Ewan McGregor (left) plays the straitlaced older brother to Colin Farrell’s n’er-do-well dreamer in a film about a dark deed that tears the siblings apart. (Supplied photo)



When Ewan met Colin, apparently it wasn’t the boon to the local pub economy some might have expected.

That’s Ewan McGregor and Colin Farrell, two actors with past hellraising reputations who met up playing brothers in East End London in Cassandra’s Dream, the ultimately bleak Woody Allen film about a dark deed that tears the siblings apart.

“I certainly got on with Colin very much, from the moment I met him,” McGregor said yesterday, promoting the film’s debut today at the Toronto International Film Festival. “But there really wasn’t much time (to socialize).

“We worked on our accents with the same dialogue coach, a kind of a soft East End accent. And then, because with Woody you don’t have any closeups or coverage to shoot, you’ve got these long, single-frame scenes with a lot of dialogue.

“So Colin and I would get out of the car first thing in the morning and start the scene, running lines, and we’d run them right through makeup. So when we got on set, we’d be ready to nail it. We worked very hard together.”

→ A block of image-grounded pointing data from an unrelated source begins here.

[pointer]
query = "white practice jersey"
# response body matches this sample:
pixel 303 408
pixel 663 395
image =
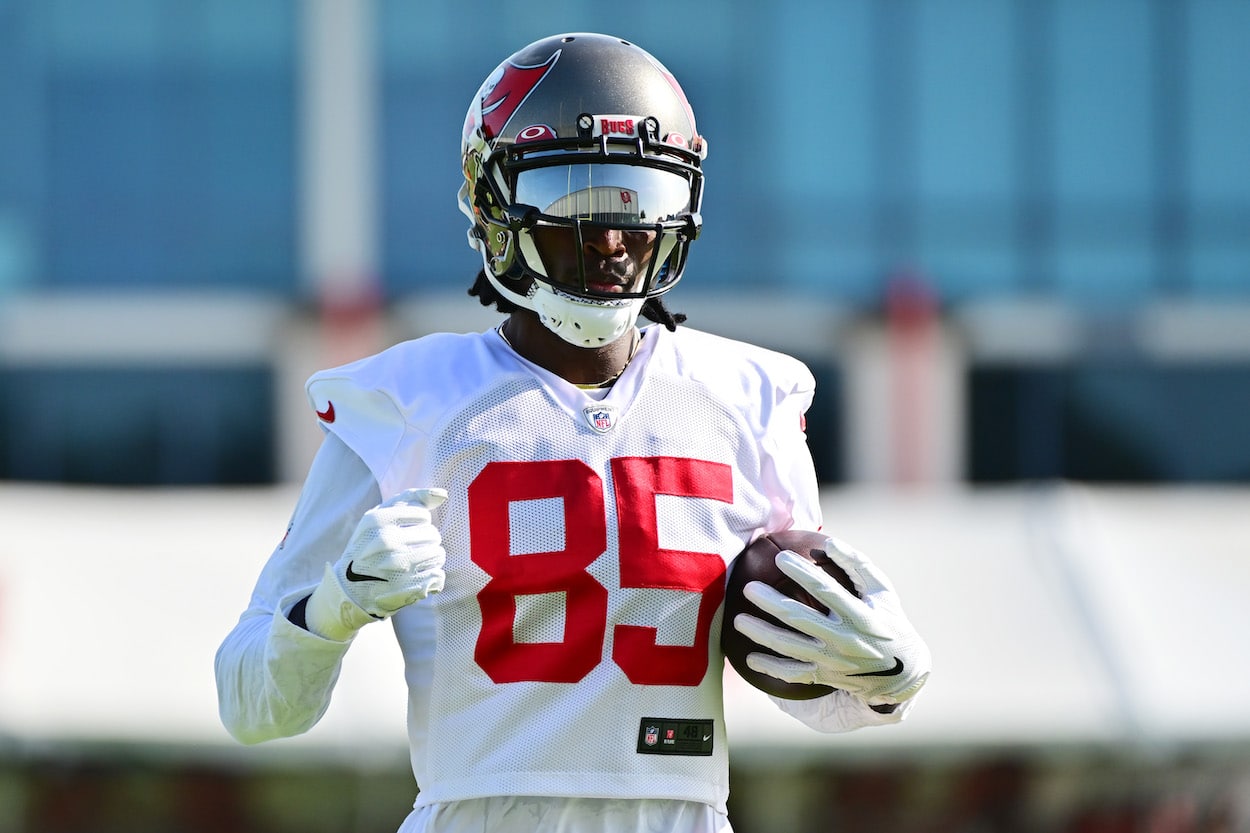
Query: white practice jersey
pixel 574 649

It must be noted that Farrell was also a few months out of rehab, following his last film, Miami Vice.

“Colin was just one of the actors I’d always wanted to work with, and then when this came up, I was already so thrilled to be working with Woody Allen,” McGregor said. “And then to find out he was playing the other brother, I was delighted.”

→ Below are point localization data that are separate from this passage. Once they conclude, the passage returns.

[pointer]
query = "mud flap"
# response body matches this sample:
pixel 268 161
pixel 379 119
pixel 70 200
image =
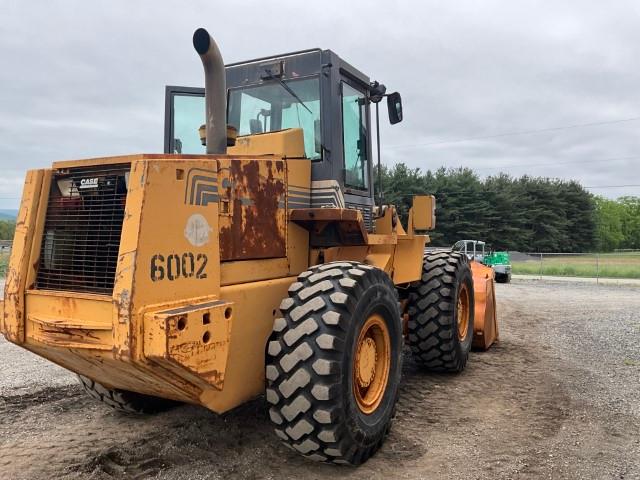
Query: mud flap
pixel 485 326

Meeting Allen was another story. McGregor, who does a quite funny impression of the director, said he’d heard “quite a lot of myth about him. Some of the things I’d heard is he doesn’t speak to you, he doesn’t call you by your name. None of it I found to be true. I found him incredibly approachable. Woody’s a shy, private man and he’s not someone you’d stand around bullsh---ing and cracking jokes with, necessarily. But we had lovely chats and I found him to be really specific as a director.

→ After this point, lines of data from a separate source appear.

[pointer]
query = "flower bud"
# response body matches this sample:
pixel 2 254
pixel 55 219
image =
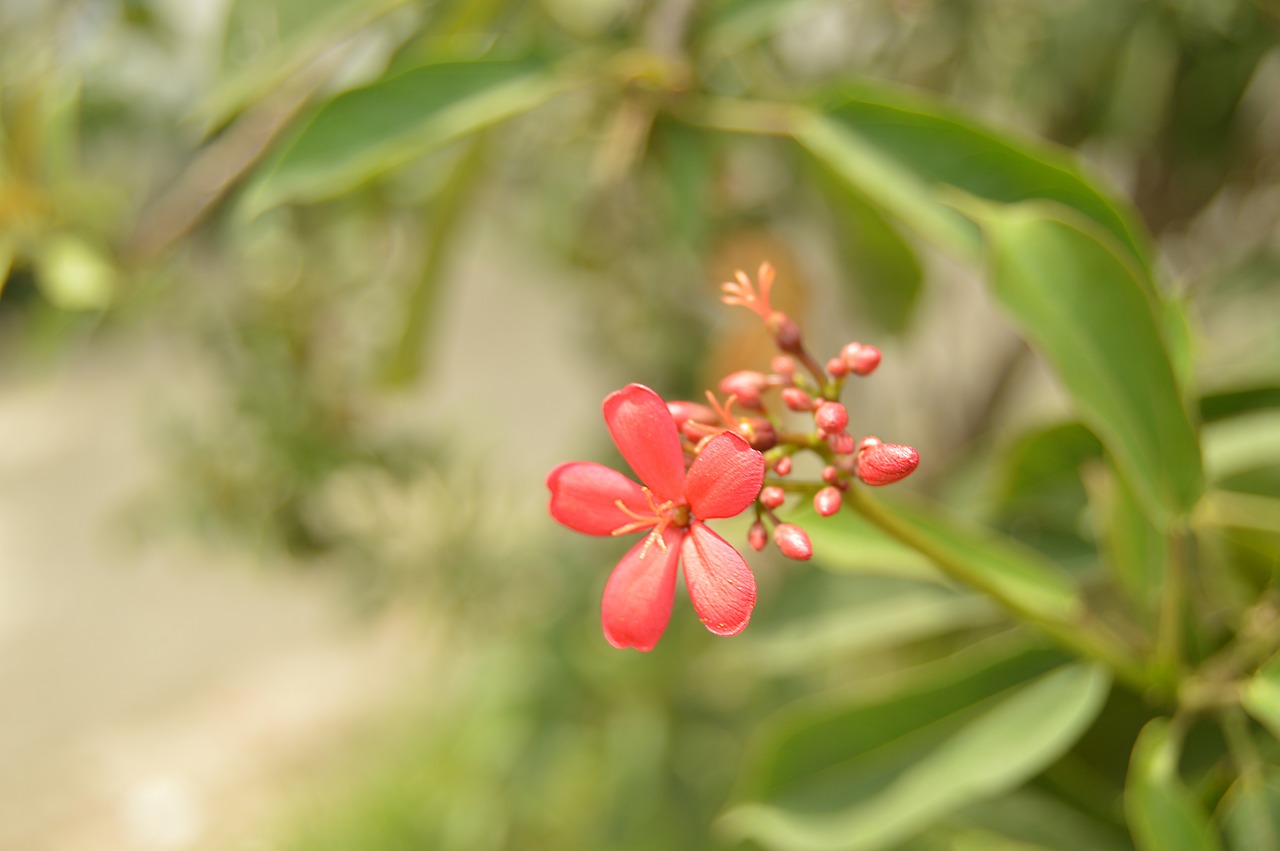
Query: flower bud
pixel 883 463
pixel 862 360
pixel 796 399
pixel 786 333
pixel 831 417
pixel 772 497
pixel 842 443
pixel 684 411
pixel 746 385
pixel 759 433
pixel 827 501
pixel 792 541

In Cassandra’s Dream, McGregor is Ian, the straitlaced older brother with pie-in-the-sky dreams. Farrell is an inveterate gambler who is clearly on a crash course. Throughout their lives, they’d been bailed out by a rich uncle (Tom Wilkinson) living in the U.S. But one day — as both their worlds threaten to crash around them financially — the uncle shows up with a deal-with-the-devil, in return for the many favours.

“My upbringing is very different from the family in this film,” McGregor said. “You know, I grew up in the countryside in Scotland. More from seeing it than playing it, I realize that Ian doesn’t have any idea what he’s doing. He has this vague idea that if he puts all of his money into this business idea in California, life will be great. He’ll go there with his bird and have happy ever after.

“And if he does go there, I’m sure he’ll lose all his money and she’ll run off with some actor and he’ll be f---ing left alone and penniless. Ian just thinks life’s better around the corner.”

McGregor famously had his own search for life around the corner in 2005, with a three-month, 15,000-mile motorcycle trip from Scotland to South Africa with his actor friend Charlie Boorman. Since then, he has made up for lost time, filming Cassandra’s Dream as well as two more upcoming thrillers, Incendiary and The Tourist — both co-starring Brokeback Mountain’s Michelle Williams. The Tourist, which also stars Hal Jackman, wrapped at the beginning of the year.

Next up: A theatre stint in London playing Iago in Othello from November to February.

“You’re called upon to tap into all kinds of things as an actor,” he said. “That’s what’s fantastic and interesting.”